Hempstead Town Hall Plaza courtyard in the fall, Nov. 28, 2011. Credit: JC Cherubini

Hempstead Town has agreed to accept 30 percent less than it wanted from Nassau County to settle a long-standing dispute over millions of dollars in utility tax refunds, according to town and county officials.

The tentative settlement calls for the county to pay Hempstead $17.94 million by the end of the year in return for the town dropping its claim for $25.63 million in reimbursement for refunds that Hempstead paid Verizon as a result of erroneous county property tax assessments, officials said.

The deal mirrors an agreement Nassau made with Oyster Bay Town earlier this year, which called for the town to accept $26.779 million in return for Oyster Bay dropping more than $38 million in claims against Nassau.

Oyster Bay’s deal also called for the town to give up interest accrued on its claim. However, both Hempstead and Nassau officials would not give details about their settlement, which has been signed by the town and county attorneys but still must be approved by the county legislature, the Hempstead Town Board and the county’s financial control board.

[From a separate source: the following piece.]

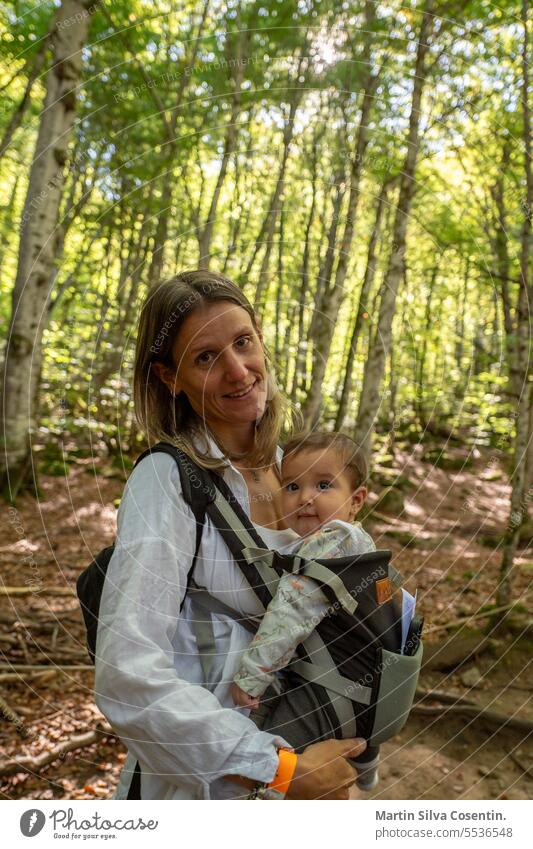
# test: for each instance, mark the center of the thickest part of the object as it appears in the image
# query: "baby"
(323, 488)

Hempstead, facing a financial squeeze similar to other Long Island towns, earlier this month withheld $30 million of $48.6 million in general taxes owed Nassau in an attempt to force reimbursment of the refunds it had paid. The town on Tuesday remitted all money owed Nassau.

The utility tax dispute goes back to 1994 when the old New York Telephone Company sued Nassau’s three towns, arguing that it was owed refunds for property taxes paid on equipment in town garbage districts that had been improperly included on the county’s assessment rolls. Successor Verizon, joined by other utilities, eventually won. After paying millions in tax refunds, the towns demanded reimbursement from Nassau under the “county guaranty,” a state law requiring Nassau to pay the cost of tax refunds stemming from erroneous assessments.

Although the state’s highest court has twice upheld the county guaranty, Nassau continued to fight reimbursement. County Comptroller George Maragos in August estimated the county’s overall liability for the utility tax refunds at $345 million.

Hempstead paid Verizon after the company attached town bank accounts in late 2014. Other utility companies are also still owed refunds.

“It’s in the best interest of the county to settle and bring to an end decades of old litigation,” said Deputy County Executive Ed Ward. He declined to say how the county, which is facing its own budget problems, will find the money to pay Hempstead.

Hempstead spokesman Michael Deery said, “We settled this case in the best interests of Hempstead town’s taxpayers.”

Unlike Hempstead, Oyster Bay did not turn over any of the $44 million in taxes it had withheld from the county until its settlement was final. Although a state court judge had ordered Oyster Bay to pay, the town appealed, which stayed the order.